Sportler aus Ebermannstadt, Würzburg, Roth und Hof wollten sich in den USA beim Marathon in Boston einen Traum erfüllen. Am Ende war es ein Alptraum: Chaos, Tote und Verletzte.
Elfeinhalb Jahre nach den Terroranschlägen vom 11. September 2001 erleben die USA das Trauma ein zweites Mal: Beim Boston-Marathon explodierten am Montag zwei Bomben. Mindestens drei Menschen starben, von den 176 Verletzten schweben viele in Lebensgefahr. Wer hinter dem Anschlag steckt, war am Dienstag noch unklar. US-Präsident Barack Obama sprach aber ausdrücklich von einem Terrorakt.
Unter den 26 000 Startern waren nach Recherchen dieser Zeitung mindestens vier Läufer aus Franken. Sie blieben unverletzt.
Lebenszeichen über Facebook
Der 49-jährige Augenoptiker Steffen Füller aus Würzburg, der mit der Startnummer 26.440 in Boston antrat und sich damit den Traum erfüllte, beim traditionsreichsten Stadtmarathon der Welt dabei zu sein, hatte es nach dreieinhalb Stunden über die Ziellinie geschafft.
"Zehn Minuten später gingen die Bomben hoch", berichtet der Unterfranke auf seiner Facebook-Seite und beruhigt seine Freunde und Bekannten: Er sei unverletzt, abgesehen vom Schock über die Ereignisse und dem Chaos in der Stadt gehe es ihm gut.
Füller kann ebenso wenig wie die anderen deutschen Teilnehmer beim Boston-Marathon absehen, wann er die Heimreise antreten kann. Unmittelbar nach dem Anschlag waren der Flughafen der Großstadt an der Ostküste der USA gesperrt und die Handynetze abgeschaltet worden, um zu verhindern, dass möglicherweise weitere Sprengsätze per Funk gezündet werden.

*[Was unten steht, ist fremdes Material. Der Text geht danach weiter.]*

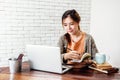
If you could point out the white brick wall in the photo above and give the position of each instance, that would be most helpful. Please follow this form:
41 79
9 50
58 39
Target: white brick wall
35 22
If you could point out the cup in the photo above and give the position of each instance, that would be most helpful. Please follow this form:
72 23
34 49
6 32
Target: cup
100 58
14 65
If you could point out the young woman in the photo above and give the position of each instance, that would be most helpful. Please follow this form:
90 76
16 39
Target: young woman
74 43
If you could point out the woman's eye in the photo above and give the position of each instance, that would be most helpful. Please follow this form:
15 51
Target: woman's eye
71 24
65 25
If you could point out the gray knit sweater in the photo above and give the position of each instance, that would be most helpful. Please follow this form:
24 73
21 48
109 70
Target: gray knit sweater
90 46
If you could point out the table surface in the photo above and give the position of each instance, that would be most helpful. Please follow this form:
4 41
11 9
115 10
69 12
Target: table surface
73 74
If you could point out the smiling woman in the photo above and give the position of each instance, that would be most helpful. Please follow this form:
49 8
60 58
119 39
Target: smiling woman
76 40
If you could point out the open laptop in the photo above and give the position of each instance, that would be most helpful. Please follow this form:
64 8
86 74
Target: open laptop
46 58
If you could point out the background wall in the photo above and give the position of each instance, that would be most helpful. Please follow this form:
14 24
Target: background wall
35 22
105 26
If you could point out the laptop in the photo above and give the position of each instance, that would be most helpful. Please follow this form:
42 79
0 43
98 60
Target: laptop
46 58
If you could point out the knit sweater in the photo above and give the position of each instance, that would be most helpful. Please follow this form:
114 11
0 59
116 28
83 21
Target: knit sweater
90 46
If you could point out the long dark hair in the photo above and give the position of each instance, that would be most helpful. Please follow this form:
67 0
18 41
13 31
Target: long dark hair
75 16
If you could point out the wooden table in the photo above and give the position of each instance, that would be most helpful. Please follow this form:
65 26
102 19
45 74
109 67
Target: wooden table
74 74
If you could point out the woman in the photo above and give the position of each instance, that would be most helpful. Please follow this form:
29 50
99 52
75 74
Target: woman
74 43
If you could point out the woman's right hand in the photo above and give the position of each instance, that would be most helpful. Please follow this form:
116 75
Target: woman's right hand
71 55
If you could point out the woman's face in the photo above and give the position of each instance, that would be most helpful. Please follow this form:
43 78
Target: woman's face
70 25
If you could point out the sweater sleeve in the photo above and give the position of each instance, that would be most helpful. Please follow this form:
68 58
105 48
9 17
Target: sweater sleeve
90 46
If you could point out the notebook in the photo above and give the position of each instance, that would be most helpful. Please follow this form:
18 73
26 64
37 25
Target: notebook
46 58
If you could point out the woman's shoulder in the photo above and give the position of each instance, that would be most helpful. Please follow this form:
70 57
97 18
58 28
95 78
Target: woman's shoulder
63 36
88 36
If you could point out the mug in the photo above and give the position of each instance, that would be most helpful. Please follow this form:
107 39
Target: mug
100 58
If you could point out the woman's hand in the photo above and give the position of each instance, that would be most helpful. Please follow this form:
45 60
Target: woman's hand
71 55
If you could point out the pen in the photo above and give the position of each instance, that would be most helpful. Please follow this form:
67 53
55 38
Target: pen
68 48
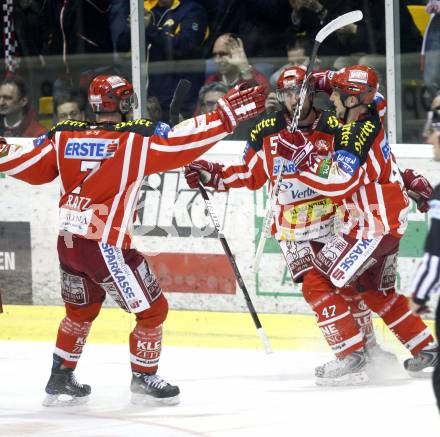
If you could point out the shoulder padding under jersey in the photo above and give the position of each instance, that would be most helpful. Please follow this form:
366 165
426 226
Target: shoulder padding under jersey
68 125
357 137
140 126
264 125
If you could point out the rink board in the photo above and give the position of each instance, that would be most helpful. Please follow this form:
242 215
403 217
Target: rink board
182 328
172 219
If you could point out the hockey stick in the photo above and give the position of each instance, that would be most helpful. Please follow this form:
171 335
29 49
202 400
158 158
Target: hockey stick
337 23
237 273
179 95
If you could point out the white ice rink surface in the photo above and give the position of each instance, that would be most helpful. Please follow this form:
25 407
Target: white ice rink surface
224 393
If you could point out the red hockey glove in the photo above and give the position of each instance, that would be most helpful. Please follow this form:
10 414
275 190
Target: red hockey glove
208 173
239 104
295 147
417 184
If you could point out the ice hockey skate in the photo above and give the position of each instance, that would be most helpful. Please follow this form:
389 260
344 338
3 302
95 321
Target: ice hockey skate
350 370
64 390
422 365
151 389
380 362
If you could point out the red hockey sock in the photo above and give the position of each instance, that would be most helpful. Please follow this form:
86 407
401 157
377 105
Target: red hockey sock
332 315
71 340
409 328
145 348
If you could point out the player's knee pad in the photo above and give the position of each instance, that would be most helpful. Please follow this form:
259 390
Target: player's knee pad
155 315
86 313
394 309
333 317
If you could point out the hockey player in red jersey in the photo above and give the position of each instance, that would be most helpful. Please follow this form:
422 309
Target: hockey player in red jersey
304 219
362 175
100 167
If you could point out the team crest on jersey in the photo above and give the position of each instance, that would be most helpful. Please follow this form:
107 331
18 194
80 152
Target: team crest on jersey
88 148
347 161
40 140
386 150
288 169
322 146
162 129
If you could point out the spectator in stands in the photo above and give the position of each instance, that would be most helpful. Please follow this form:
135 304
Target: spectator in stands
17 117
431 131
232 63
69 108
174 31
298 52
209 95
431 49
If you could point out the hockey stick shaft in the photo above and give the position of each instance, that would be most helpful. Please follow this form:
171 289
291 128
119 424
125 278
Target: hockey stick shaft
237 273
337 23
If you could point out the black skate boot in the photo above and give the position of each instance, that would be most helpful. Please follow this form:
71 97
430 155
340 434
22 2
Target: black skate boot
349 370
151 389
422 365
63 389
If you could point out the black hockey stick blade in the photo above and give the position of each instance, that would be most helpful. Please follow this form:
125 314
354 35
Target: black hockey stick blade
179 95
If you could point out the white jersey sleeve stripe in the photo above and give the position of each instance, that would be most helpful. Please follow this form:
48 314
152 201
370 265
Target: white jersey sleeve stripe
131 203
123 183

Unmittelbar vor der Ziellinie waren am Sonntag zwei Bomben explodiert. Die Sprengsätze wirkten verheerend in der dichten Zuschauertraube vor dem Ziel, waren aber nach ersten Einschätzungen von US-Sicherheitsexperten "nicht sehr fachmännisch gebaut". Spekulationen, dass El Kaida oder eine andere radikalislamische Terrorgruppe wie am 11. September 2001 hinter den Anschlägen stecken könnte, wurden sofort nach dem Attentat laut. Bisher gibt es aber weder ein Bekennerschreiben noch andere Hinweise, die auf Täter aus diesem Kreis schließen lassen könnten. "Es gibt in den USA zahlreiche gewaltbereite Gruppen, und zwar beileibe nicht nur aus dem radikalislamischen Spektrum", sagte ein Terrorexperte in Washington am Dienstag im US-Fernsehen.

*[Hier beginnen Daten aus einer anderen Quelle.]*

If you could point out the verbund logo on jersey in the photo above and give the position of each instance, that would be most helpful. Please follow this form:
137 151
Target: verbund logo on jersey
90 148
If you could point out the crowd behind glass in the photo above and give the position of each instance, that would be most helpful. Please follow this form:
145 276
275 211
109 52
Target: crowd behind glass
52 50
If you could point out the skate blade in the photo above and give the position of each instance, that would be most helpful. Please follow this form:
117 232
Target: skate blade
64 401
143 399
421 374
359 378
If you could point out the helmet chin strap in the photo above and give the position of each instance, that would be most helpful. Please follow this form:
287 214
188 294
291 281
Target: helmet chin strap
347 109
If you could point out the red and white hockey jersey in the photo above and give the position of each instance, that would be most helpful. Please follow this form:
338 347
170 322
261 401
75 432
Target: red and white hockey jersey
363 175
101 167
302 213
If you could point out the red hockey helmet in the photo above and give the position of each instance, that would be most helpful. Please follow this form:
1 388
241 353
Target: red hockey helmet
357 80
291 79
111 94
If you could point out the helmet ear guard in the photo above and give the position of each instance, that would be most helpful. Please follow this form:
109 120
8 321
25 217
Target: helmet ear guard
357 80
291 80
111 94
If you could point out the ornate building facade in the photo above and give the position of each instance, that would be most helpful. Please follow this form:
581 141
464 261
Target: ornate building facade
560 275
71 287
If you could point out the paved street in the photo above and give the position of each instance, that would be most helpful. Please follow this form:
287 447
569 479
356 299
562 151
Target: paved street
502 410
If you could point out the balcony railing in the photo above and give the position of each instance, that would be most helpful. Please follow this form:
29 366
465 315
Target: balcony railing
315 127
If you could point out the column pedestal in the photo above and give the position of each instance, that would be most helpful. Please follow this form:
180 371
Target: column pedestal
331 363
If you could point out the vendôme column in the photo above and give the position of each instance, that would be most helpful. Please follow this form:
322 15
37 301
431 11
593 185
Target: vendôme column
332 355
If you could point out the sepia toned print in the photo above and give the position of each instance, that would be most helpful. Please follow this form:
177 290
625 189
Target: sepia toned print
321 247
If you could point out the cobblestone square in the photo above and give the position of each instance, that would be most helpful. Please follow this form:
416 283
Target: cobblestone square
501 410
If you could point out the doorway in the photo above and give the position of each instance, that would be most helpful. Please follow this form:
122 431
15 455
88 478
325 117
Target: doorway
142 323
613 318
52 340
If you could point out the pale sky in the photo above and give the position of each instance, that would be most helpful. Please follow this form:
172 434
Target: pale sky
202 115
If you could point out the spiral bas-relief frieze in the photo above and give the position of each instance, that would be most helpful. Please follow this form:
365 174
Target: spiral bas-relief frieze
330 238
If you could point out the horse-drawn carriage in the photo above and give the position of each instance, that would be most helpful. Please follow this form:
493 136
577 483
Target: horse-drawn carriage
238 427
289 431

Bei allem Entsetzen über die Bluttat beruhigt aus deutscher Sicht die Tatsache ein wenig, dass keiner der 247 Starter aus der Bundesrepublik unter den Toten und Verletzten ist. Auch die drei anderen fränkischen Marathonläufer, die unsere Redaktion in der Liste der Starter und Finisher entdeckt hat, sind wohlauf, haben sich in der Heimat gemeldet: Aus Ebermannstadt ging der 47-jährige Konrad Schlebusch an den Start. Er war nach 3:58 Stunden im Ziel.
"Ich bin wohlauf"
Der Arzt Hans-Detlev Harich (54) aus Hof konnte sich nach dem Lauf telefonisch bei Familie und Arbeitskollegen melden. Er sei wohlauf, berichtet eine Mitarbeiterin in seiner Praxis. Sein Name findet sich nicht in der Ergebnisliste - wohl eine Folge des Chaos' nach dem Anschlag. Dirk Eckhardt (45) aus Roth schaffte die 42,2 Kilometer lange Strecke in 2:55 Stunden.
Weniger der eigene Erfolg als vielmehr das Entsetzen über das Geschehen und die Trauer mit den Opfern und Hinterbliebenen beherrschen die Reaktionen der Läufer. Die Startplätze beim Boston-Marathon, der seit 1897 ausgetragen wird, sind so begehrt, dass die Teilnehmer anspruchsvolle Qualifikationszeiten nachweisen müssen. Die Chance dafür besteht bei den großen Laufveranstaltungen in Deutschland, etwa in Hamburg, Frankfurt, Köln und Berlin. Die Veranstalter dieser Läufe reagieren entsetzt auf die Vorfälle in Boston.
Der SCC Berlin hat angekündigt, das Sicherheitskonzept für den 40. Berlin-Marathon (29. September) mit mehr als 40.000 Startern und bis zu 1,5 Millionen Zuschauern überarbeiten zu wollen.